For the last decade or so our Fabless Wonders have had a free ride on process R&D done at "credible" IDMs ( in my book after their HKMG fiasco IBM no longer qualifies ) siphoned out through various consortia and tool vendors.
They may now have $$$ on the table but they can't buy time. Intel started finFET work almost 8 years back. Hard to catch up even at 14 nm within 5 years even if the fabless wonders were now able to pry off enough process talent on behalf of their Foundries and went at it using the traditional chinese water torture approach to Physics ( a huge no. of experiments over a wide parameter space rather than targeting on narrow space with the benefit of device simulation ).
I think ultimately that Qualcomm and other chip companies would just as soon continue to outsource the whole enchilada to TSMC and others, rather than get in bed with TSMC in a JV. As you point out, Peter, owning a fab, or owning it in part, is not simply a matter of opening up a magic chip-building facility. There is a lot of work and know how that has to be done in terms of process development. All of that would have to come from TSMC or another foundry. In the end, it wouldn't be that much different from the situation that Qualcomm and others enjoy today--they pay money to foundries, the foundries provide the knowledge, capability and capacity to build their chips. Entering a JV would only mean that a fabless company was on the hook for the depreciation of the facility and equipment, which would be a liability as soon as oversupply conditions took hold. And oversupply is never that far off.
Not only that, but Qualcomm and its fabless brethen today enjoy the right to work with different foundries, play them off each other, and negotiate the best deal. Once they are a partner in the fab, that flexibility goes out the window.

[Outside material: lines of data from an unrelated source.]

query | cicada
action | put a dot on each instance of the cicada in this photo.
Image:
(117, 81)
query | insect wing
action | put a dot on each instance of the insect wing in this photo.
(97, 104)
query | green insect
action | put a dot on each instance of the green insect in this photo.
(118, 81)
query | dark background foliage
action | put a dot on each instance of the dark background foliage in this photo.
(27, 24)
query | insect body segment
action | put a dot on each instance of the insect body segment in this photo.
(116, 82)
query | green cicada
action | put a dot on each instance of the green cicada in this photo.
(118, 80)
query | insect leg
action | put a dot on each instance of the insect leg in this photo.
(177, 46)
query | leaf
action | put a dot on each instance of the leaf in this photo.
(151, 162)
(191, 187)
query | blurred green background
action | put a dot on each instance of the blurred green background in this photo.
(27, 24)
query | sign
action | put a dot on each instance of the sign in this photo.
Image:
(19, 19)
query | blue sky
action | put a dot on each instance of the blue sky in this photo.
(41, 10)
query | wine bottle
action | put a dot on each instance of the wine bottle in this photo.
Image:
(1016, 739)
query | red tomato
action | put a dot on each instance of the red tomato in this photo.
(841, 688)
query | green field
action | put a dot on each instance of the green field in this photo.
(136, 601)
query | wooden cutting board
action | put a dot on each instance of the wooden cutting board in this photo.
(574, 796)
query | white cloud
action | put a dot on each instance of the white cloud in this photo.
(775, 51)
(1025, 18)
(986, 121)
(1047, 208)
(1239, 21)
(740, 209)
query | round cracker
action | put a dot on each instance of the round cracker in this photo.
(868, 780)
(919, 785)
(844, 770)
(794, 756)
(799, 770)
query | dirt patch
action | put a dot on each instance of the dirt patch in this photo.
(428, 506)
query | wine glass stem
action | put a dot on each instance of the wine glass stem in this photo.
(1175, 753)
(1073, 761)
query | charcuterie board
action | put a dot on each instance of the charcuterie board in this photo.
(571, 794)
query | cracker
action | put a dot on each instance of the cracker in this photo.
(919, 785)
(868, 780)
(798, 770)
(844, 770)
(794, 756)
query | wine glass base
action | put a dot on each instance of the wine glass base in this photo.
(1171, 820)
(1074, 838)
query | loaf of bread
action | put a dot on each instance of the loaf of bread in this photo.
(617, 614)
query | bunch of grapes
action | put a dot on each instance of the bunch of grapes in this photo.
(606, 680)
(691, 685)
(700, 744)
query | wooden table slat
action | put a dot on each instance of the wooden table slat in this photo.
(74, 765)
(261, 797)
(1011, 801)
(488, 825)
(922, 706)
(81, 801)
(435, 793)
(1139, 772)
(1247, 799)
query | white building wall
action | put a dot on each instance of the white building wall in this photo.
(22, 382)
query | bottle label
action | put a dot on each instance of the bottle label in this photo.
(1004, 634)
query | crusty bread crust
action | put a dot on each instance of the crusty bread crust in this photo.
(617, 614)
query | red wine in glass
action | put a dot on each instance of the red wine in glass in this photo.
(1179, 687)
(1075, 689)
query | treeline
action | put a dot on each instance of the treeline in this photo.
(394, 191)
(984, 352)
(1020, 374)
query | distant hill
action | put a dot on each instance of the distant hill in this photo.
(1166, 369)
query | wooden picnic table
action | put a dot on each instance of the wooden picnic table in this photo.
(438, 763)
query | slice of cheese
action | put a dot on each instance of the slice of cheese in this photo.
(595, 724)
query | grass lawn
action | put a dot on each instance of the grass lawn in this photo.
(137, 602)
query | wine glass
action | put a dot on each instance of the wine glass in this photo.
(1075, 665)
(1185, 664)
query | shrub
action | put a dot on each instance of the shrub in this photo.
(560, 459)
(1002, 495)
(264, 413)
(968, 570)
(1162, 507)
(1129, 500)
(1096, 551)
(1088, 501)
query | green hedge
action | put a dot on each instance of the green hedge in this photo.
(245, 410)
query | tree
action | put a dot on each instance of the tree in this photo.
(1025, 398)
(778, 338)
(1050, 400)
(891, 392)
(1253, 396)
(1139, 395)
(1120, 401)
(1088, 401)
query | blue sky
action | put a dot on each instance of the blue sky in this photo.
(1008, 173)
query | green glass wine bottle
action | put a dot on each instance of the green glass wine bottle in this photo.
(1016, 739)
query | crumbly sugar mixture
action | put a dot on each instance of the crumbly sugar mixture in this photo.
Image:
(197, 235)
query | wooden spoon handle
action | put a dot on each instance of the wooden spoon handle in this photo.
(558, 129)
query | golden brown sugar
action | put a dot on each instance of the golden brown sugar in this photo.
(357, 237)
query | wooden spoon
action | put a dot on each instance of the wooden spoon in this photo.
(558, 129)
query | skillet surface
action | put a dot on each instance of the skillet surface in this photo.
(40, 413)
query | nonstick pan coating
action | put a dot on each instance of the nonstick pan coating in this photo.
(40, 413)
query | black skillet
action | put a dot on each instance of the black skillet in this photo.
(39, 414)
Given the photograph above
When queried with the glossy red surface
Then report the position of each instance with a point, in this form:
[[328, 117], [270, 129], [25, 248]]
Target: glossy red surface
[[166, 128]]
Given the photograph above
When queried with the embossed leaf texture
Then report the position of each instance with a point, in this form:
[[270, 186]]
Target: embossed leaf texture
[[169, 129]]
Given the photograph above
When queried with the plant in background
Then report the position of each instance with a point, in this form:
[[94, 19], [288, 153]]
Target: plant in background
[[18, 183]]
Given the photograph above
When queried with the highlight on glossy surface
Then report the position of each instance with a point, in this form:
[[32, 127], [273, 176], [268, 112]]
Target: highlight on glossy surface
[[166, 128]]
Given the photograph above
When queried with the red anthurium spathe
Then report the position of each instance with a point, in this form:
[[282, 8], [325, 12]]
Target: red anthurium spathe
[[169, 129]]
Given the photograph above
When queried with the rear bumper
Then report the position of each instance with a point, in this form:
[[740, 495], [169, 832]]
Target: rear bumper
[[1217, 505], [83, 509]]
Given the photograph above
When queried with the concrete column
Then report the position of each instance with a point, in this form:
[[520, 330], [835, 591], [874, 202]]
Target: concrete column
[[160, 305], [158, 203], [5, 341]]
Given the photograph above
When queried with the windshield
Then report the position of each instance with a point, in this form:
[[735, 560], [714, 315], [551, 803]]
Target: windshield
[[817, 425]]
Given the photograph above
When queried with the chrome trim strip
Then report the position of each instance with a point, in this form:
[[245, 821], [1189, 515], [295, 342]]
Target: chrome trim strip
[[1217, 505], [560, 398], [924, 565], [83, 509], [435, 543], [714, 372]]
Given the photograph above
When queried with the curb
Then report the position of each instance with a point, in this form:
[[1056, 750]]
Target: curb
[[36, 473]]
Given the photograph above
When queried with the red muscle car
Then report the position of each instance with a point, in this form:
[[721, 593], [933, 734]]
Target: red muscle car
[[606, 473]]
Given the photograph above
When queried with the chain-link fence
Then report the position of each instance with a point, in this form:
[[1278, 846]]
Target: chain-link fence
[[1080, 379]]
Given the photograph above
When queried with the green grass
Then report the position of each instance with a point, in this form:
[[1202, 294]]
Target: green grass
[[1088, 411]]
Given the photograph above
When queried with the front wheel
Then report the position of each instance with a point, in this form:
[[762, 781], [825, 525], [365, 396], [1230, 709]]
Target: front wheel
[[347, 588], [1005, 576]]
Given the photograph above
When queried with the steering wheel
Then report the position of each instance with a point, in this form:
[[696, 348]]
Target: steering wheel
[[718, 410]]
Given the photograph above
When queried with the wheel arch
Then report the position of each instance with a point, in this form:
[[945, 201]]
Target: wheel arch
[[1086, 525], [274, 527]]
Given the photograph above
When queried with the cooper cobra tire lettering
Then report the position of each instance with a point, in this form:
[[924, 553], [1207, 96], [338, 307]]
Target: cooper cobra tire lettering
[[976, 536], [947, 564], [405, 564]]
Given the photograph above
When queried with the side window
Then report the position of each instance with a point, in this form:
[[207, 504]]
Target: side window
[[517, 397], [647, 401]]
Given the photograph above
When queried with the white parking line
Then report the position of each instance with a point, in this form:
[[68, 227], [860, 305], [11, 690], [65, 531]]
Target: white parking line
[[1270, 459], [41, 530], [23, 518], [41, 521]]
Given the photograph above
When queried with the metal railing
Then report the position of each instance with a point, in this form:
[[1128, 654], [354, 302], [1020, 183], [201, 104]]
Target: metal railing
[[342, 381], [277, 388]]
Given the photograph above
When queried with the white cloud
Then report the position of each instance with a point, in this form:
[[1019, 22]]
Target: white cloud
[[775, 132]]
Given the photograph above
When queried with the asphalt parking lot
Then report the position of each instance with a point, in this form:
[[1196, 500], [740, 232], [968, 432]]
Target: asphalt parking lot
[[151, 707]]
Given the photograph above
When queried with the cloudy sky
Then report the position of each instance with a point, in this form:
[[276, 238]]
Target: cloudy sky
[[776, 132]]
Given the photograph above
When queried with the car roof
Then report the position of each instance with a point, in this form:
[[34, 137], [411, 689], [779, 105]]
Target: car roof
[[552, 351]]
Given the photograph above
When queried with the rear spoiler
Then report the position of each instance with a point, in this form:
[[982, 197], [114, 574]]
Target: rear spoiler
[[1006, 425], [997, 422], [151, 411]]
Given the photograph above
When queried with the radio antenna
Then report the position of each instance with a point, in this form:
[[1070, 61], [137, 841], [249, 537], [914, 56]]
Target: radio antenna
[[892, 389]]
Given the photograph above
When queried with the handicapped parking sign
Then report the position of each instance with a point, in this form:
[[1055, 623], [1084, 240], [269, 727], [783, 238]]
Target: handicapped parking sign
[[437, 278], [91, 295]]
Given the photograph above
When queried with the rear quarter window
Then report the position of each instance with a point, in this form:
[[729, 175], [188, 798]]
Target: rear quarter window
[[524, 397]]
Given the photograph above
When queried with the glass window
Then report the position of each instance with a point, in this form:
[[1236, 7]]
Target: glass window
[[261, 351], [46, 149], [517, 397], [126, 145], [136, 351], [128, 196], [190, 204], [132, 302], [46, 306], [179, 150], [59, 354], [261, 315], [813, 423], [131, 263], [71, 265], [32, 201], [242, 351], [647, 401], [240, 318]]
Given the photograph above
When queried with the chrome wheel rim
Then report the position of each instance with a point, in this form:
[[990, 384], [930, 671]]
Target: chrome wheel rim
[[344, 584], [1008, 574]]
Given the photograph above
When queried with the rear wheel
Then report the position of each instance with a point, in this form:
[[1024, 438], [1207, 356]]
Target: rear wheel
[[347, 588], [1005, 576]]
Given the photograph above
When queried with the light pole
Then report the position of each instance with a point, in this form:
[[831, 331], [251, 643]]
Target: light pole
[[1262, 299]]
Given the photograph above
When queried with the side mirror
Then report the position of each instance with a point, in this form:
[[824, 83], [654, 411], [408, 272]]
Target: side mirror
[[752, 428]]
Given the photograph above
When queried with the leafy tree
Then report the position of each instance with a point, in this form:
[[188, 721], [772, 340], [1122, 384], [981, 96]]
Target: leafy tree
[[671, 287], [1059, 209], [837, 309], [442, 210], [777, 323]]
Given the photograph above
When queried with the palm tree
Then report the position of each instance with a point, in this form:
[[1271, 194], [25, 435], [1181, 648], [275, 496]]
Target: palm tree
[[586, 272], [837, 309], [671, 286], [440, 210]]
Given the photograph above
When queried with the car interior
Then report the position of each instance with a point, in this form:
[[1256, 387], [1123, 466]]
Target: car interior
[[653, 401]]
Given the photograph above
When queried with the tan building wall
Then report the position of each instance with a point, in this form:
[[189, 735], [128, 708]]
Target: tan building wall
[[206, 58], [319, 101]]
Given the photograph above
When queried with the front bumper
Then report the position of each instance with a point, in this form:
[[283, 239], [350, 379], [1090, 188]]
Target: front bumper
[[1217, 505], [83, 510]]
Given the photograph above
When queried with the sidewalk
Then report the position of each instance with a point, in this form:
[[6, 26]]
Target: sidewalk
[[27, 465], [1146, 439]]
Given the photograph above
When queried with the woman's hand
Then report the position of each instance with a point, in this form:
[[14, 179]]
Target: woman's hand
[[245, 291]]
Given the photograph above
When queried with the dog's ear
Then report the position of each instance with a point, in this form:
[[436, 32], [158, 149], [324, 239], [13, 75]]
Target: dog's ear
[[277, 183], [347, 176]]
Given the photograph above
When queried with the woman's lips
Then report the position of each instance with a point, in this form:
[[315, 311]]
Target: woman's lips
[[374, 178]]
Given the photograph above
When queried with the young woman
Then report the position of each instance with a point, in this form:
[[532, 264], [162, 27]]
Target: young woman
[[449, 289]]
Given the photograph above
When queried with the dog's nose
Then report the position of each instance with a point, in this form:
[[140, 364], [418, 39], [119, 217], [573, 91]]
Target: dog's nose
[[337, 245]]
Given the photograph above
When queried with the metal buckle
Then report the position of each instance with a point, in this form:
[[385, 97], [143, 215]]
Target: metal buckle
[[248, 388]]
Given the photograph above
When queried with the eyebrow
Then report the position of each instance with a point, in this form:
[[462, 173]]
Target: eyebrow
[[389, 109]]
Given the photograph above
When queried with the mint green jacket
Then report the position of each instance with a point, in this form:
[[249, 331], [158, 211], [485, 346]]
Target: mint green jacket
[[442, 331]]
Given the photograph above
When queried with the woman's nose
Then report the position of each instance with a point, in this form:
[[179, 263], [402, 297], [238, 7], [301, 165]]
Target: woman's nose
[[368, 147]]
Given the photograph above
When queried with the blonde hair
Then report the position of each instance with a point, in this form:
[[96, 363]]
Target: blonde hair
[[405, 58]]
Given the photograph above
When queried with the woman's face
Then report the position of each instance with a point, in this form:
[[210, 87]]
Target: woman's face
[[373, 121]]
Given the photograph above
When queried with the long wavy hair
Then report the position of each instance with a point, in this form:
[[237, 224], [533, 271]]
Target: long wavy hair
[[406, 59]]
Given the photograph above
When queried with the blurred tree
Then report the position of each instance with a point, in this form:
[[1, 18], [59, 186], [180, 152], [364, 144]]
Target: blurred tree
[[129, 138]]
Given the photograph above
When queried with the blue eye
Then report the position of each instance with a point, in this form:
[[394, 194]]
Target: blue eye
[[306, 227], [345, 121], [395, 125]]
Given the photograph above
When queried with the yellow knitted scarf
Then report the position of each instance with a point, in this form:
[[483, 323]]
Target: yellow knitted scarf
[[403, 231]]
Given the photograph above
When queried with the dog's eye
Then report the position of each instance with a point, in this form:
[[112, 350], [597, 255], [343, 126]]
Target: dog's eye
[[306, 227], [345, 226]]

Of course the advantage of such an arrangement, on the surface, would appear to be certainty of supply. Right about now, that sounds great. But as Qualcomm executives acknowledged the other day, at least part of the problem with the 28-nm capacity crunch is that demand for Qualcomm's 28-nm chips is simply greater than the company anticipated. If Qualcomm had been able to accurately predict what the demand would be, TSMC would have had the capacity available, I think.
I think that now is a good time to be an IDM. The fabless chip companies can't have it both ways. I agree with others that it is too late for them to catch Intel by the 14 nm node anyway. This problem of constrained capacity at the leading edge could go away in a couple of quarters between improving yields and more capacity coming on line. I don't think that now is the time to go back to a failed model - like committing to a JV if you are Qualcomm. I think there is more downside risk than upside potential there.
I wonder if circumstances are really as different today from what they were in the last joint venture backed fab episode?
Companies have been going fabless to begin with because *building* fabs is so enormously expensive that very few companies can afford to do it on their own, and it's likely a few that could simply see better returns on investment elsewhere. Joint ventures are fraught with inherent difficulties because of the issues of getting agreement from the partners on what is being done, what each is expected to put into it, and what each will get out of it, and *maintaining* that agreement as changes in the underlying economy require adjustments to the plans.
If I'm Qualcomm, I'm leaving money on the table because I can't get all the chips I want, but how *much* money is that? How much will it cost to build this joint venture fab? How long will it take me to recoup my investment? And what happens when the wheel turns as it always does and we move to a condition of oversupply again?
I may look at the numbers, and decide I'm better off *leaving* money on the table, because the amount of potential revenue I'm forgoing won't approach what it would cost me to build a fab, even with partners, to address capacity issues that are ultimately transitory.
I don't think that even Qualcomm is big enough to own JV fabs. It does not make any sense to own JV financially. Each generation of process development is multi-billion dollar effort PLUS it will cost JV $6-$7B to build just one 28nm fab. Qualcomm is running 28nm poly-Sion process not HKMG. So using HKMG is another story. For HKMG, TSMC and Common platform uses different gate stacks - gate last vs. gate first. This means Qualcomm has to port designs from one technology to the other along with all their IPs/design enablements. I don't believe they even have enough resources and money to maintain one generation of process and products with multiple technologies/foundries. How about 20nm? and 14-finfet? So this whole story simple does not make any sense.
There were a number of JV fabs built in 90's. UMC has USC, UICC, et al. Chartered had 3 fabs that were JV's with IDM/fabless companies. In my opinion, you picked the wrong one to use as an example. The Camus fab was built far from the other TSMC fabs and suffered some unique problems associated with that distance and culture. The UMC fabs were all built in Hsinchu and the Chartered fabs were all built in Singapore. There were pros and cons to the concept, but you are better served by looking at ones other than Camus for judging a potential return to the concept.